The Kogi State House of Assembly, the legislative arm of a state located at North-Central Nigeria, has summoned a publisher and two human rights activists to appear before it on August 28, 2013 to answer questions over an article published in a magazine on allowances for constituency projects.

Mr. Idris Miliki, the Executive Director for Centre for Human Rights and Conflict Resolution based in Lokoja, the State capital; Mr Ade Bada, the Publisher of The Public magazine, a local publication also based in Lokoja; and Comrade Iliasu Megida, a Kogi State-based human rights activist; were issued with summons on Friday over an article in The Public magazine titled "Kogi State House of Assembly: Lawmakers or Moneymakers".

The article examined the practice by the legislators of collecting constituency allowances, concluding that lawmakers rather than their constituents have been the beneficiaries of such allowances.

The article stated that in the last two years, the legislators had collected over N10 million (approx $62,000) without any meaningful project to show for expended funds.

Miliki and Megida were interviewed by The Public magazine and quoted in the article.

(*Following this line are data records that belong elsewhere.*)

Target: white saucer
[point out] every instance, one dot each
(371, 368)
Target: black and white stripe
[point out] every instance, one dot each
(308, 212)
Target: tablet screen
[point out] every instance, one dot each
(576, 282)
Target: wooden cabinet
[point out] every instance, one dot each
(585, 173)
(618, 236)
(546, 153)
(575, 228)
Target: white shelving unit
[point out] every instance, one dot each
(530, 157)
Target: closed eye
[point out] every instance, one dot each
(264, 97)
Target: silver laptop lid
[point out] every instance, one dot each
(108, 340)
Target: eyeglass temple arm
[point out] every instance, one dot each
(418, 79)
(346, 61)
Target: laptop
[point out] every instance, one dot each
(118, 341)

In the interview, Miliki noted that citizens expect lawmakers to share information, build transparency, promote accountability and encourage participation in governance, adding that democracy is not a spectator game with citizens or the electorates merely applauding or singing praises from the sidelines.

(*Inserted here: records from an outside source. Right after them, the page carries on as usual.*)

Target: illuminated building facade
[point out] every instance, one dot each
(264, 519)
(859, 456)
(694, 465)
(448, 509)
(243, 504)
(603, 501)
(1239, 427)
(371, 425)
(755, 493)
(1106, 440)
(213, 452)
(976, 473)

He advised that citizens or the electorate should also not be forced into a role of only making adversarial complaints or criticisms, and warned the lawmakers to learn not to undermine their constituents.

Miliki also stressed that when acts of irresponsibility are displayed by an elected representative, they betray the essence of democracy.

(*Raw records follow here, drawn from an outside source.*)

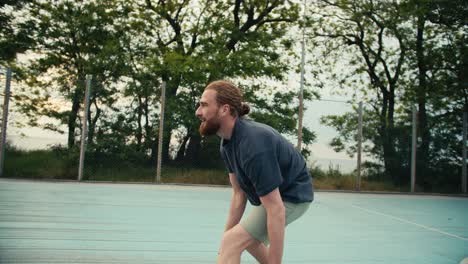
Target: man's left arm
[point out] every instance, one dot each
(276, 218)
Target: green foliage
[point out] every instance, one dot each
(392, 68)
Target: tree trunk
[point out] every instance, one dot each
(139, 132)
(193, 149)
(181, 152)
(423, 151)
(92, 123)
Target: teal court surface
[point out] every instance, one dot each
(70, 222)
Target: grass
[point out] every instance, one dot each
(47, 164)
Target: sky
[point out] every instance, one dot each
(323, 155)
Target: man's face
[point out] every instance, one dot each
(208, 112)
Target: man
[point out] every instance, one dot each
(264, 168)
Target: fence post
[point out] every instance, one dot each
(464, 181)
(301, 91)
(6, 101)
(358, 181)
(84, 132)
(161, 132)
(413, 148)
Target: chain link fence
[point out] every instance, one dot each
(354, 148)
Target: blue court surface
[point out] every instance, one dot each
(69, 222)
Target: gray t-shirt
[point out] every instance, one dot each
(263, 160)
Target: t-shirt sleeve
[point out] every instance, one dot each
(264, 172)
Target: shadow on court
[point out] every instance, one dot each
(69, 222)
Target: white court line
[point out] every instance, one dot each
(412, 223)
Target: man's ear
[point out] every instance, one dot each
(226, 109)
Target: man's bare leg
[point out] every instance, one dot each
(259, 251)
(234, 242)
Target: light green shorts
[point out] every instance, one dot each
(256, 222)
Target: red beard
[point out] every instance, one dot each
(209, 128)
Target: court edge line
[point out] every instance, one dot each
(412, 223)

For his part, Megida wondered why funds are released directly to the lawmakers for constituency projects, arguing that it is against the rules to give public funds to legislators for constituency projects.

Faulting the idea of giving cash to the legislators as constituency allowances, Megida explained that what they ought have done was to identify their projects while the executive awards the contracts for them.

Megida described the practice as an attempt to defraud the state.

Miliki said on August 22, he was summoned to the Office of the Speaker of House, Hon Jimoh Lawal and questioned before the Speaker, with about 12 other members of the House of Assembly as well as the Clerk of the House, Deacon Simon Momoh.

The House later deliberated on a motion by Mr. Akawu Salihu, the Chairman of the House Committee on Information, on the same day and in the ensuing debate, many members of the House described the article as malicious, saying it had put their reputations at stake.

The House unanimously resolved that Bada, Miliki and Megida be asked to appear on the floor of the House on August 28, 2013.

In a legal opinion on the matter, an Abuja-based lawyer and Director of the Centre for Social Justice, Mr. Eze Onyekpere, argued that the House had no power, under the Constitution, over the human rights activists. The interview does touch on any of the items mention in the Constitution over which the House has investigative or legislative powers and could summon persons to appear before it.